Modern Finance Reporting

Modern Finance Reporting
Die OECD verlangt mehr Transparenz - kann Ihre Finanzabteilung liefern?

Dirk Thomas Wagner, Sales Development ERP Cloud @dtwgermany


Mit der Cloud verliert das geplante Country-by-Country Reporting seinen Schrecken

Intel

Globalisierung als ökonomisches Konzept ist wahrlich nichts Neues. Seit jeher – seit der Seidenstraße im ersten Jahrhundert v. Chr. – haben Unternehmen Handel und Internationalisierung vorangetrieben. Damals wie heute bringt der Eintritt in neue Märkte einige Herausforderungen mit sich – etwa das Wissen um lokale Preisstrategien oder kulturelle Besonderheiten.

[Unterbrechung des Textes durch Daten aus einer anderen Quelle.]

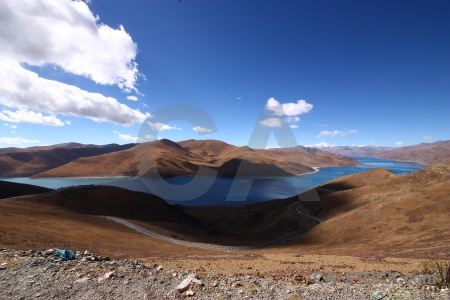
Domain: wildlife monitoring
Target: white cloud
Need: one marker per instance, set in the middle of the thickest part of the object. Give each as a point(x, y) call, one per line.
point(320, 145)
point(271, 122)
point(16, 141)
point(161, 126)
point(67, 34)
point(334, 133)
point(127, 137)
point(12, 126)
point(24, 90)
point(29, 117)
point(288, 109)
point(201, 129)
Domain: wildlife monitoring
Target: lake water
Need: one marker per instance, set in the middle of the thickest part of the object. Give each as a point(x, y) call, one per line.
point(224, 191)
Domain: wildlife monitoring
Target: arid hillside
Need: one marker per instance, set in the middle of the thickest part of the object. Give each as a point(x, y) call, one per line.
point(426, 153)
point(173, 159)
point(12, 189)
point(29, 161)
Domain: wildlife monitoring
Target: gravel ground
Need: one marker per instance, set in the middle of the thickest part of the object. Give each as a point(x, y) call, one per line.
point(43, 275)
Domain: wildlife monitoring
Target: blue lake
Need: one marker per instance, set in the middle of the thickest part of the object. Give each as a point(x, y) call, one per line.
point(225, 191)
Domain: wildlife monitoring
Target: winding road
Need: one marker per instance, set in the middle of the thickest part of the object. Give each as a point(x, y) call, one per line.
point(272, 243)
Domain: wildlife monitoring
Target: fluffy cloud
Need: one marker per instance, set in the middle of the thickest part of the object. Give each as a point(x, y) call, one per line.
point(67, 34)
point(289, 109)
point(127, 137)
point(334, 133)
point(24, 90)
point(201, 129)
point(29, 117)
point(271, 122)
point(16, 141)
point(161, 126)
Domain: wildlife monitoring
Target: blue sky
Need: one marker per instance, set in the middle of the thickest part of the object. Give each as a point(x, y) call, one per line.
point(368, 72)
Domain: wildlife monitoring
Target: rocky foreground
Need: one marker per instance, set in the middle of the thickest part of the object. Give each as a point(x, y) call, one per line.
point(44, 275)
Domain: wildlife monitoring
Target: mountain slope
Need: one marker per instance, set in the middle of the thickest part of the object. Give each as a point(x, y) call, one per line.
point(377, 211)
point(426, 153)
point(310, 157)
point(12, 189)
point(172, 159)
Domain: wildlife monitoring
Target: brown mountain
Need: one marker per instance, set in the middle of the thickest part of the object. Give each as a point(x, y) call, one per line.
point(426, 153)
point(173, 159)
point(379, 212)
point(31, 161)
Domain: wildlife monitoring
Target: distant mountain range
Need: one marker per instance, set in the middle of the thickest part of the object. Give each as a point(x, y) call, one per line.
point(379, 212)
point(371, 213)
point(167, 158)
point(186, 158)
point(426, 153)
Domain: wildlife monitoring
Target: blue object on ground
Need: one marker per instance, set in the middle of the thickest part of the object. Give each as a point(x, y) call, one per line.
point(65, 254)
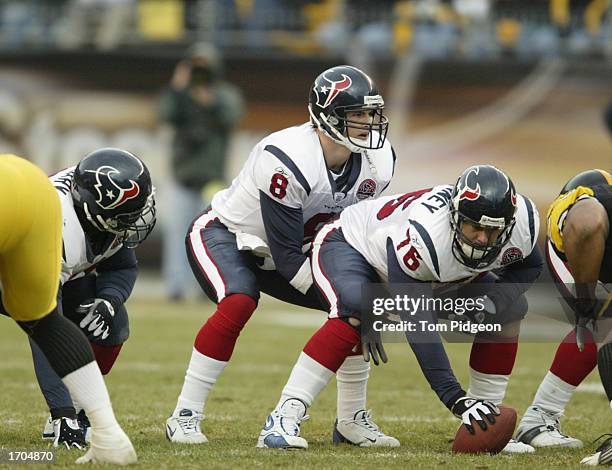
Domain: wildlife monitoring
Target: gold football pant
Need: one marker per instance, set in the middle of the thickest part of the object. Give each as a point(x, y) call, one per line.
point(30, 239)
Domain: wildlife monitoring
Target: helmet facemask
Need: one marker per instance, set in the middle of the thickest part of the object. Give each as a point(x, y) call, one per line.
point(336, 125)
point(474, 255)
point(131, 228)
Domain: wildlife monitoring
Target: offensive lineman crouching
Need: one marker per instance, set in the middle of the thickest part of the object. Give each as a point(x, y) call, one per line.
point(434, 236)
point(108, 208)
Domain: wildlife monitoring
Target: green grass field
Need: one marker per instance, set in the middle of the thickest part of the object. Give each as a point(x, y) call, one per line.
point(148, 375)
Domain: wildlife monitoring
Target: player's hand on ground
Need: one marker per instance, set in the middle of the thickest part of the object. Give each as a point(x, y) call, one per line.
point(371, 345)
point(98, 318)
point(481, 411)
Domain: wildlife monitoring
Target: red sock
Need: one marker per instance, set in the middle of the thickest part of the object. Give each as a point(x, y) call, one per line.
point(490, 357)
point(332, 343)
point(571, 365)
point(217, 338)
point(106, 356)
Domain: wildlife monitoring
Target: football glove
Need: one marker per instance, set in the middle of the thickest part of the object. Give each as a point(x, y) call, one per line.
point(98, 318)
point(371, 345)
point(468, 409)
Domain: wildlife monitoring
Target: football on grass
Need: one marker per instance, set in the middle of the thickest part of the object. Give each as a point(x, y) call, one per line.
point(491, 441)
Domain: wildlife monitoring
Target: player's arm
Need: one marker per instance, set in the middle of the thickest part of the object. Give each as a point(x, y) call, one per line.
point(515, 279)
point(386, 185)
point(426, 345)
point(285, 232)
point(584, 237)
point(117, 276)
point(432, 358)
point(283, 189)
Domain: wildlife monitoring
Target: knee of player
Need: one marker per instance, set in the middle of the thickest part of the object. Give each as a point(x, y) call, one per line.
point(584, 224)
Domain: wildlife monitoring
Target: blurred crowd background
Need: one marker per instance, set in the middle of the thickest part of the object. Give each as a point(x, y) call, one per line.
point(519, 84)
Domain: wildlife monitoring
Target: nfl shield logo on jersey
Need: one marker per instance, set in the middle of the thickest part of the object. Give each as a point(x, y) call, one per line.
point(511, 255)
point(366, 189)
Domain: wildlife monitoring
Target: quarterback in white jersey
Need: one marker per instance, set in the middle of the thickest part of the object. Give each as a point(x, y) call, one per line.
point(256, 234)
point(108, 208)
point(448, 234)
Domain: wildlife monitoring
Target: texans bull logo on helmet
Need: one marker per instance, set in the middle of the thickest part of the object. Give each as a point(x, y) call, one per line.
point(467, 192)
point(109, 194)
point(336, 86)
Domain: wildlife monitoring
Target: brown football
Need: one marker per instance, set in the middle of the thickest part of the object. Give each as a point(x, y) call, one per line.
point(491, 441)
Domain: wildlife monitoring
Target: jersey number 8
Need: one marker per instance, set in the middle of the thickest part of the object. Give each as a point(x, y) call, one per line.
point(278, 185)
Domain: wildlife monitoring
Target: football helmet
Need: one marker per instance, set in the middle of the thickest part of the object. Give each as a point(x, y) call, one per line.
point(588, 179)
point(485, 197)
point(112, 189)
point(342, 89)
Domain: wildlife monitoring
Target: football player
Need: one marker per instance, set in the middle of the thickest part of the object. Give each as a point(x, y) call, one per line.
point(254, 237)
point(441, 235)
point(108, 208)
point(30, 265)
point(578, 253)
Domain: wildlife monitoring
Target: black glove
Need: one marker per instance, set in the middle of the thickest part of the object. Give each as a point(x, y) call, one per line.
point(371, 344)
point(480, 315)
point(98, 318)
point(586, 313)
point(467, 409)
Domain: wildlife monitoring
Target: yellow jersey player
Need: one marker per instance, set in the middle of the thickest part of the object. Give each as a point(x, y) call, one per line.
point(30, 261)
point(579, 256)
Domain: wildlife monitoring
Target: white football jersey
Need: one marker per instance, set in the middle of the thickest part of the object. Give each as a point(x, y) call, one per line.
point(76, 259)
point(289, 167)
point(418, 225)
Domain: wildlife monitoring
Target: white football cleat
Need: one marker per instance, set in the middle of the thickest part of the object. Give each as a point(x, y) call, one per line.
point(541, 428)
point(109, 446)
point(282, 428)
point(48, 431)
point(603, 454)
point(516, 447)
point(184, 427)
point(361, 431)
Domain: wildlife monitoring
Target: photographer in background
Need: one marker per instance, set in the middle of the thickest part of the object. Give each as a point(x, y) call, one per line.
point(202, 109)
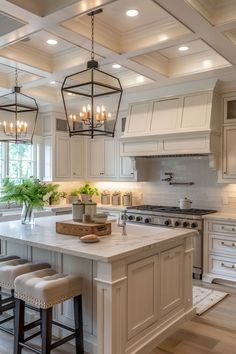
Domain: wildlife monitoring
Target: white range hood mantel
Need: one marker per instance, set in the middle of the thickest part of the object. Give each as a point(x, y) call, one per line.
point(186, 124)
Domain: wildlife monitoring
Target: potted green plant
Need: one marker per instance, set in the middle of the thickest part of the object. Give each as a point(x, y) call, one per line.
point(73, 196)
point(31, 193)
point(87, 191)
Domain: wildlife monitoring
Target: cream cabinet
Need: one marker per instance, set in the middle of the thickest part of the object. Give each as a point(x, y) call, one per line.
point(193, 112)
point(229, 109)
point(219, 250)
point(102, 159)
point(63, 157)
point(171, 291)
point(229, 153)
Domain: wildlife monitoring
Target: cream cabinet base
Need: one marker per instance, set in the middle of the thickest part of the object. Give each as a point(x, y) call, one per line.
point(131, 304)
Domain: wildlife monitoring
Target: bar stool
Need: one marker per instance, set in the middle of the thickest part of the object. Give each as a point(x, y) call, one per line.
point(44, 289)
point(10, 268)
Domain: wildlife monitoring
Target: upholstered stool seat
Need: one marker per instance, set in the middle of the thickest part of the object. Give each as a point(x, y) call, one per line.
point(46, 288)
point(10, 268)
point(43, 289)
point(8, 258)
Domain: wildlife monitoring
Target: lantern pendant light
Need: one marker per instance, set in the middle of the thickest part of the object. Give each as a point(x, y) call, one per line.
point(91, 98)
point(18, 114)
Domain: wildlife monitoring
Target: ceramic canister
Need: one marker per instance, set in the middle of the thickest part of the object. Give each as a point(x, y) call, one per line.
point(77, 211)
point(90, 208)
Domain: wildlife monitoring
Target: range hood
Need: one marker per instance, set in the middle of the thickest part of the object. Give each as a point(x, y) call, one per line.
point(187, 124)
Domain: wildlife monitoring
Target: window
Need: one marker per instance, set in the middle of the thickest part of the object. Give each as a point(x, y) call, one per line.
point(17, 161)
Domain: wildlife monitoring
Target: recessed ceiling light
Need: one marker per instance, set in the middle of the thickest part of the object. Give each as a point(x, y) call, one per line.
point(52, 41)
point(116, 66)
point(207, 63)
point(183, 48)
point(132, 13)
point(140, 78)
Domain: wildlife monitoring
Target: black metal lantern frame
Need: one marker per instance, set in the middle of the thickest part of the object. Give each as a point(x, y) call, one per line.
point(89, 85)
point(18, 106)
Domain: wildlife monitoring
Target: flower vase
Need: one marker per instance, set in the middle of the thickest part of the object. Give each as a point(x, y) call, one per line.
point(27, 214)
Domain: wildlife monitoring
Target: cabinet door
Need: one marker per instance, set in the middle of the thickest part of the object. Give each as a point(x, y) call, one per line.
point(171, 264)
point(137, 121)
point(77, 156)
point(47, 152)
point(96, 158)
point(110, 158)
point(229, 152)
point(230, 109)
point(196, 111)
point(166, 115)
point(62, 157)
point(142, 294)
point(126, 167)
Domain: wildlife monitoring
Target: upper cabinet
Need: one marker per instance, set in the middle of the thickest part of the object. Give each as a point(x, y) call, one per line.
point(101, 158)
point(139, 117)
point(229, 105)
point(229, 153)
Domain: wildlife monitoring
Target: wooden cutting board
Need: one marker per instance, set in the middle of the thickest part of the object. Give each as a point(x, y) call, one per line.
point(70, 227)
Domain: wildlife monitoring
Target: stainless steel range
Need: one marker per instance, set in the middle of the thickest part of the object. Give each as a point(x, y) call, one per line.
point(173, 217)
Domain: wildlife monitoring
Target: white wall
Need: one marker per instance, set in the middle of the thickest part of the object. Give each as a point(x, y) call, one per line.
point(205, 193)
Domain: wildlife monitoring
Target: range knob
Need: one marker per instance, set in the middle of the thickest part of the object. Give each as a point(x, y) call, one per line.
point(147, 220)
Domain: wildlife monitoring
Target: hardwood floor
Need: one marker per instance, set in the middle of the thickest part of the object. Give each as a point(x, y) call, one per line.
point(214, 332)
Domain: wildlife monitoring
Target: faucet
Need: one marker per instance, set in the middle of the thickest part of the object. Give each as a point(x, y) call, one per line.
point(123, 224)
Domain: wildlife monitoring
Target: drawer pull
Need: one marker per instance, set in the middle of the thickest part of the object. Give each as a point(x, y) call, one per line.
point(227, 266)
point(227, 245)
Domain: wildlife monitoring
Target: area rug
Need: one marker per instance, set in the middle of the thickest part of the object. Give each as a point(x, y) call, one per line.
point(204, 298)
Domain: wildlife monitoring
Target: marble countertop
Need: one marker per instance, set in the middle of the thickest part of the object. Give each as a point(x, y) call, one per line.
point(110, 248)
point(221, 215)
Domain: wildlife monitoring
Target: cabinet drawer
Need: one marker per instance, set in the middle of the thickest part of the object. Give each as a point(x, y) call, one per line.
point(222, 266)
point(226, 245)
point(221, 227)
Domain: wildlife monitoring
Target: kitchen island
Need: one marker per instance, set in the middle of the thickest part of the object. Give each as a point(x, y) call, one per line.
point(136, 289)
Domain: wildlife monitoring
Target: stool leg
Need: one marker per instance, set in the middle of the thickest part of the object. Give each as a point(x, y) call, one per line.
point(79, 339)
point(46, 330)
point(19, 325)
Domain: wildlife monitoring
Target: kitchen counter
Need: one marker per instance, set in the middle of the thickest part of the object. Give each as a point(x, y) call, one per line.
point(43, 234)
point(151, 266)
point(221, 215)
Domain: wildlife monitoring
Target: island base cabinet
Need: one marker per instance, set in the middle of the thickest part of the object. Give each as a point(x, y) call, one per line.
point(129, 304)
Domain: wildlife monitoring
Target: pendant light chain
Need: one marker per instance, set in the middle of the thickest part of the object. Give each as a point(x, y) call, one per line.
point(92, 36)
point(16, 78)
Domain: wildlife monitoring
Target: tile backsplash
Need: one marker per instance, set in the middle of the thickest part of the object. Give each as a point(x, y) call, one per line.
point(204, 193)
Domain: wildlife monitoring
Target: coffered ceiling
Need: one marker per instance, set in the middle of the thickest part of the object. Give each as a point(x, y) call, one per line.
point(146, 46)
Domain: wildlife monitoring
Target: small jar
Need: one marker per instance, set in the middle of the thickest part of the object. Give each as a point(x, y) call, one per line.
point(105, 197)
point(90, 208)
point(116, 198)
point(127, 199)
point(77, 211)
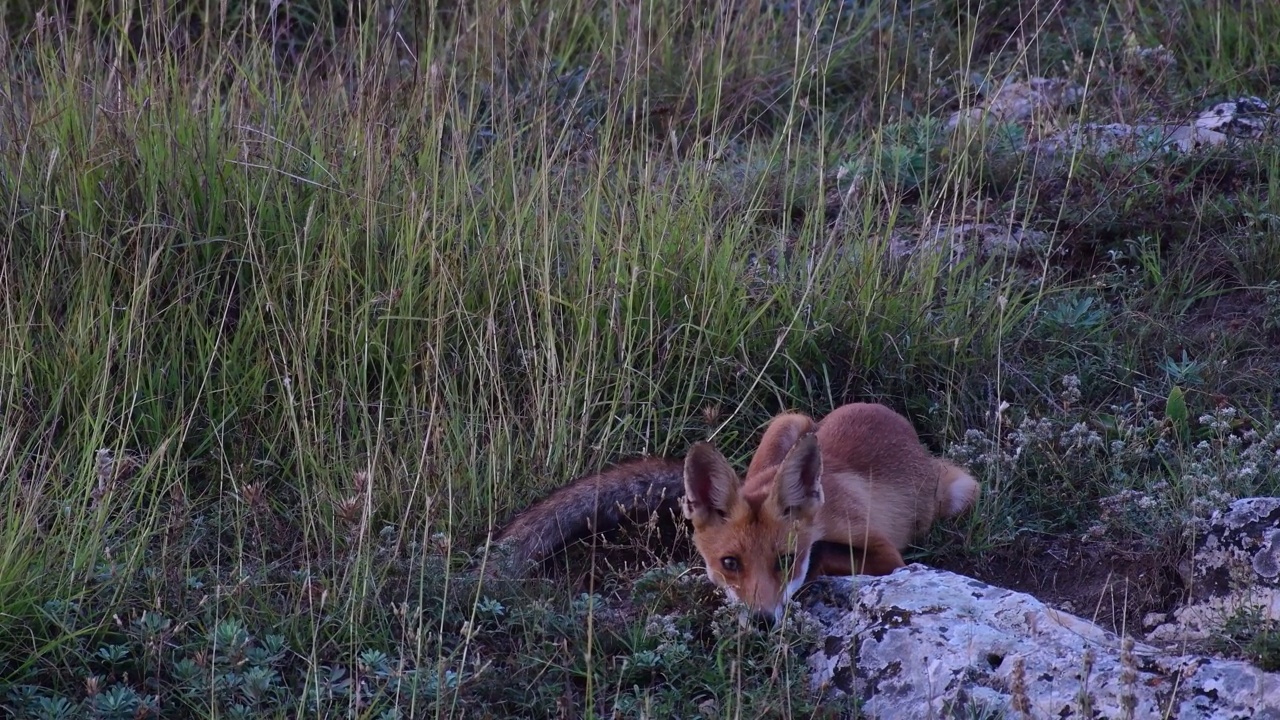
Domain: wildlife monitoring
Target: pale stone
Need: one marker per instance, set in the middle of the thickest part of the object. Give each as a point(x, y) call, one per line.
point(928, 643)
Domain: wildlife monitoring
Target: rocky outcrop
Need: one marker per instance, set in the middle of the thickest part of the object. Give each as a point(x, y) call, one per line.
point(1235, 572)
point(928, 643)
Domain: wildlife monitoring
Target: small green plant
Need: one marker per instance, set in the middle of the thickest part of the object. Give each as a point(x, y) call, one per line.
point(1249, 634)
point(1185, 372)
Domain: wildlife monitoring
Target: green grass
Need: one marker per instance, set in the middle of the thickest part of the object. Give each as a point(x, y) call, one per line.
point(296, 311)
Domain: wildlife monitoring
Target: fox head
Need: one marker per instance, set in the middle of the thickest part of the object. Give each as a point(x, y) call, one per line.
point(755, 540)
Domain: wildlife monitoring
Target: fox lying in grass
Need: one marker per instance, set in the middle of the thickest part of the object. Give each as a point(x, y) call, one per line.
point(833, 497)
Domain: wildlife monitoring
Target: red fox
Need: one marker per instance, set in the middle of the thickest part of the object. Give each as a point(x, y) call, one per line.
point(819, 499)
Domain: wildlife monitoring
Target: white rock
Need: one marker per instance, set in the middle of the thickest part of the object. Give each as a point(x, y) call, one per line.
point(928, 643)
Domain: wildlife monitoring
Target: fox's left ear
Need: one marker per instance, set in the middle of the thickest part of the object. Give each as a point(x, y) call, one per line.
point(711, 484)
point(798, 490)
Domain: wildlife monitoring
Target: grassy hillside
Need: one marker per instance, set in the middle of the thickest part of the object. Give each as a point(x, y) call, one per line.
point(298, 305)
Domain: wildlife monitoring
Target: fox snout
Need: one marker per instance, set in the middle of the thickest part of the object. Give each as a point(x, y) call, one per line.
point(763, 584)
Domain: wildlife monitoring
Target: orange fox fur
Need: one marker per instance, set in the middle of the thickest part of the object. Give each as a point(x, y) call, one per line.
point(819, 499)
point(859, 478)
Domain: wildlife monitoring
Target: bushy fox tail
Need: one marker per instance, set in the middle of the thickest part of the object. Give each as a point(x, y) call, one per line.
point(958, 491)
point(630, 492)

Aktuell haben multinationale Unternehmen jedoch ganz andere Sorgen. Behörden und auch die Öffentlichkeit prüfen verstärkt bestehende Steuerkonstruktionen. Die OECD hat beispielsweise einen Aktionsplan gegen „Base Erosion and Profit Shifting“ (BEPS) – in etwa „Verminderung steuerlicher Bemessungsgrundlagen und Verschieben von Gewinnen“ – ins Leben gerufen. Dieser strebt durch erhöhte Transparenz und Rechtschaffenspflicht eine Vereinheitlichung der Steuerpraktiken für multinationale Unternehmen bis zum Jahr 2017 an. Dazu zählt auch ein nach Ländern untergliedertes Berichtswesen („Country-by-Country Reporting“), das alle Unternehmen, deren Jahresumsätze 750 Millionen Euro überschreiten, ab 2016 erstellen müssen.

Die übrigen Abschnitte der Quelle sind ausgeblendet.